Dengue suspected of killing 62 in India’s Uttar Pradesh (UP) state


An outbreak of dengue fever is suspected of killing dozens of people in India’s northern state of Uttar Pradesh since the start of September, as authorities launch a campaign to destroy mosquito breeding grounds.

Dinesh Kumar Premi, the chief medical officer in Firozabad, the most affected district in the country’s most populous state, told Reuters news agency that 62 people, many of them children, had died in his district alone, raising fears that Uttar Pradesh is in the mid of its worst dengue outbreak in years.

“We are taking preventive measures and 95 health camps across the district have been operating in order to contain the spread of this fever,” Premi said.

A government official said on the condition of anonymity that many children may have died as their poor parents first took them to fake medical practitioners, or quacks, before their condition worsened.
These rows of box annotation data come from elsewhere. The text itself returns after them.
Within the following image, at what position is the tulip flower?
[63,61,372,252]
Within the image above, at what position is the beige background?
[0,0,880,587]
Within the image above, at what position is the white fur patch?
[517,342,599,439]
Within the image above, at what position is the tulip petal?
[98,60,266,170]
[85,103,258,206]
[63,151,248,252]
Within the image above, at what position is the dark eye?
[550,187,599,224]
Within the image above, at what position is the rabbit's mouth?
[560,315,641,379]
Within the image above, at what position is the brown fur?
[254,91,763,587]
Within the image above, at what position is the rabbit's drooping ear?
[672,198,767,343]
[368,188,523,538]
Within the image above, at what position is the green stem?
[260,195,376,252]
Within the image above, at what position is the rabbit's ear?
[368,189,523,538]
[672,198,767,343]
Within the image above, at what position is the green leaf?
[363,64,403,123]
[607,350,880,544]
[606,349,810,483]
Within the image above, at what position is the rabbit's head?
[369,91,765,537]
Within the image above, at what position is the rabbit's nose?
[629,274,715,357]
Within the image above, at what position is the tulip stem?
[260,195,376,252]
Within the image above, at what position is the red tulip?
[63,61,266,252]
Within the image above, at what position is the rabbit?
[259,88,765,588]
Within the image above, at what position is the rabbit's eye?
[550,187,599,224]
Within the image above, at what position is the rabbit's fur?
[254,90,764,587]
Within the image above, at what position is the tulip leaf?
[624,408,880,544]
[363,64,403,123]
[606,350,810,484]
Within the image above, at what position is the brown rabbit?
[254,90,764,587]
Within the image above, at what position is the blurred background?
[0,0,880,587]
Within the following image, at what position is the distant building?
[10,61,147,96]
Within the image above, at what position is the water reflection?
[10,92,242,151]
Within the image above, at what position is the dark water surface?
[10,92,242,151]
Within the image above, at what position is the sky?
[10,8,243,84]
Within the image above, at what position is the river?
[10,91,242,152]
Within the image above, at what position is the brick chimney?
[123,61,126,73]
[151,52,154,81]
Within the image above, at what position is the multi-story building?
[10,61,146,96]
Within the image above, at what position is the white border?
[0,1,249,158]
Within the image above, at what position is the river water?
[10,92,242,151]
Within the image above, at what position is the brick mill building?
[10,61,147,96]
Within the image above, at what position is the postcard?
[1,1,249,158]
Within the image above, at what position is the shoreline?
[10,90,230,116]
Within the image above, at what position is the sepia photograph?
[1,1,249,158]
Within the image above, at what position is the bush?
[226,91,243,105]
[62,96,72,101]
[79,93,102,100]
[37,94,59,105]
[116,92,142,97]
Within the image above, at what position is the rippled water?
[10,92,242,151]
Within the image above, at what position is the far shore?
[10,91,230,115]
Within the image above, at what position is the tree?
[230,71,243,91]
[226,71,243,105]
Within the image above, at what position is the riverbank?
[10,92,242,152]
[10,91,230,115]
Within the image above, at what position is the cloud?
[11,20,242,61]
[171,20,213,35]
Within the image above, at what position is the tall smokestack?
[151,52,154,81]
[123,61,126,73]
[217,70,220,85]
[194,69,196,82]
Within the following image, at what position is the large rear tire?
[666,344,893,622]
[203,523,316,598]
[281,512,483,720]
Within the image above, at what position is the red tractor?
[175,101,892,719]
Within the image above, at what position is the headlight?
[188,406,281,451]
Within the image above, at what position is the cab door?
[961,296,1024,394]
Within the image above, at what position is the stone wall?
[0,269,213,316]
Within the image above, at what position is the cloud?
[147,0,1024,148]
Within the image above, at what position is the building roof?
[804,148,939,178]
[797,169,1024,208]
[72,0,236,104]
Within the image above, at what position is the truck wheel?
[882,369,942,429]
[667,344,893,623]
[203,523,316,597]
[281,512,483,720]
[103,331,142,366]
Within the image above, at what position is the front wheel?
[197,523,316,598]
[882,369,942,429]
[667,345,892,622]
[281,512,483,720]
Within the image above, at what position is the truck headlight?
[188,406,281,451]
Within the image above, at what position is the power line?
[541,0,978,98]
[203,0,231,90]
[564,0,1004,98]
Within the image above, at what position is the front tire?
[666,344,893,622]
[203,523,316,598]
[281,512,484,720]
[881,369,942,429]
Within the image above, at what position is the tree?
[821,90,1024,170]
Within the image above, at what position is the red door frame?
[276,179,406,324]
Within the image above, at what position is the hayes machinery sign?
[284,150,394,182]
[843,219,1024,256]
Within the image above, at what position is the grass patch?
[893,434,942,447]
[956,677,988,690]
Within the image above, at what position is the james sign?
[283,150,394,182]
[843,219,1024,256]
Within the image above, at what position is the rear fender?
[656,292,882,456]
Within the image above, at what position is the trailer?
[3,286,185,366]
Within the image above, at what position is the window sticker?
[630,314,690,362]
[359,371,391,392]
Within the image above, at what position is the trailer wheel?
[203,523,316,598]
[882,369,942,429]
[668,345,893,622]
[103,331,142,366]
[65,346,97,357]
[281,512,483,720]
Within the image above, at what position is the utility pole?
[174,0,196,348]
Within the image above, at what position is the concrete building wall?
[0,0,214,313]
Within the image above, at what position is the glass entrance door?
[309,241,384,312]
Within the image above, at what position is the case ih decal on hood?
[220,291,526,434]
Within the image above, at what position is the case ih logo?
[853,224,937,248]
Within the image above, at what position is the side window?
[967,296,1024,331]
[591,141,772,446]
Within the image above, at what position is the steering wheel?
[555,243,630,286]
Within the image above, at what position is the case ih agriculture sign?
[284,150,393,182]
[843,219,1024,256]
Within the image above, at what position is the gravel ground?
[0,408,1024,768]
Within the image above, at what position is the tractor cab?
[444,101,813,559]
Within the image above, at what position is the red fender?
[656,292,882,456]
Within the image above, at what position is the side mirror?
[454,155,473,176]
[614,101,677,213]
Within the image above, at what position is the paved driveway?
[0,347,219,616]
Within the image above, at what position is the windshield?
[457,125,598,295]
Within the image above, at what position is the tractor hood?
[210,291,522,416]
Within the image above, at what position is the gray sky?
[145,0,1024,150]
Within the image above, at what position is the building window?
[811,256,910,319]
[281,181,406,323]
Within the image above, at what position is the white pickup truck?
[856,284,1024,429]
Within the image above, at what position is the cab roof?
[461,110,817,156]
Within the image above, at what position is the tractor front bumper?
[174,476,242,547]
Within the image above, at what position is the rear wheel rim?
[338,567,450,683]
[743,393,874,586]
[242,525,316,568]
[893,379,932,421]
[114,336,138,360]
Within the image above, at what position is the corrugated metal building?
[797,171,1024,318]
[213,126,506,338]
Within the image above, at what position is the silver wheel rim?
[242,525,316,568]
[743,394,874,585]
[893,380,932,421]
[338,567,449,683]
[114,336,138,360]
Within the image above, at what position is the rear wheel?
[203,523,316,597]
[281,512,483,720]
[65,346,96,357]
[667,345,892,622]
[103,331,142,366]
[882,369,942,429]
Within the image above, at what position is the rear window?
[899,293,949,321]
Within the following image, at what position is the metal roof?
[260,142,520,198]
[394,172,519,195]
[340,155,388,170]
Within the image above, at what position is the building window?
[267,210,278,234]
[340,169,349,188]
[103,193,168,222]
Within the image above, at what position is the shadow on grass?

While mosquito-borne dengue is the suspected cause of the deadly viral fever outbreak in Uttar Pradesh, it has been confirmed as the cause of death in only three cases.

But an audit is under way to determine if it is to blame for more, said Ved Vrat Singh, Uttar Pradesh’s top public health officer.

Authorities in Firozabad have formed teams to check households for waterlogging, and fumigate areas at risk, while they have also released thousands of Gambusia, or mosquitofish, into water bodies to eat the mosquito larvae.

Dengue deaths nationally fell to a multiyear low of 56 last year. Uttar Pradesh, home to nearly 220 million people, reported 42 dengue deaths in 2016, its highest since 2015.